Recently the latest version of N. Korea’s own home-grown OS, known as Red Star OS, was leaked – and that had many people interested to play with it. It is a Linux distribution based off an old Red Hat version, with the desktop using KDE to simulate a Mac environment, though the previous version looked like Windows XP.
They also use their own internet browser (called Naenara) with some unique settings. It turns out that the entire North Korean internet is actually a giant intranet. They presumably use the private address space to aid in monitoring activities. They also seem to default to static IPs during installation, suggesting that even the home user must get the info from a government sysadmin. This maintains control for the government, and also seems to indicate that the government does not worry about citizens hacking each other. The OS also needs an activation key, at least for the server version. This may mean that they either have a problem with pirating, or feared it could be used outside of the country.

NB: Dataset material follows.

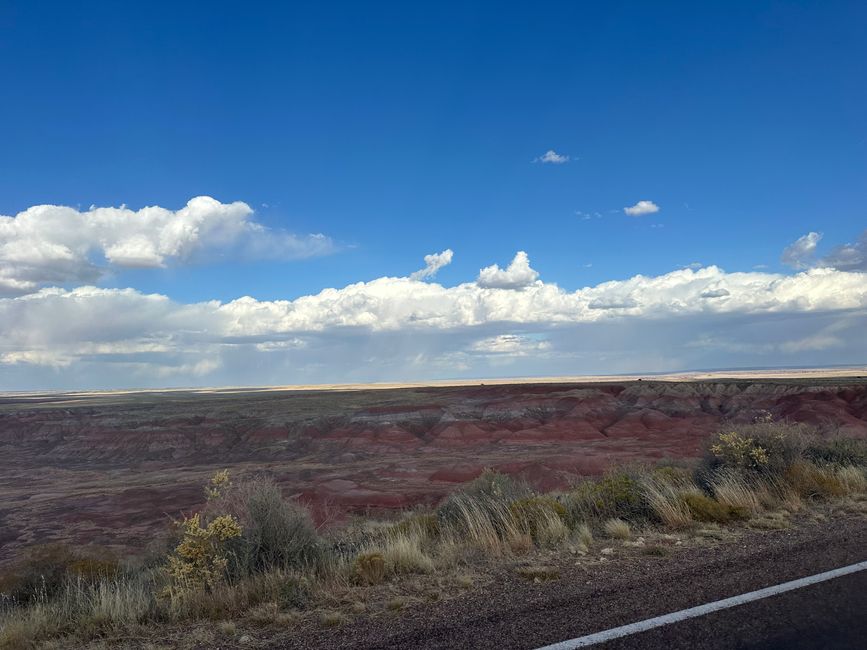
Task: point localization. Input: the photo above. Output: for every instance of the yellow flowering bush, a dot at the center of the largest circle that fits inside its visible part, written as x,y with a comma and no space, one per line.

Besides all these fun features, Red Star OS is not without its flaws. The last major release (and still the most used one currently) has a hole in the rc.sysint file, which controls the programs that run at boot. This means malware (or government spyware) can be remotely added and ensured to run every time the computer turns on. There is another even more serious flaw in the latest version in an HP Printer InkJet device manager that allows the user to escalate to root. These are quite massive security holes from the OS, which among other less serious problems, point to poor development processes.
All this makes me wonder whether North Korea could have pulled off the Sony Hack, when they could not do their own Pen Test on their OS by their team of “world-class hackers”. Possibly they are just an easy scapegoat to increase viewership to make the best of a really bad situation.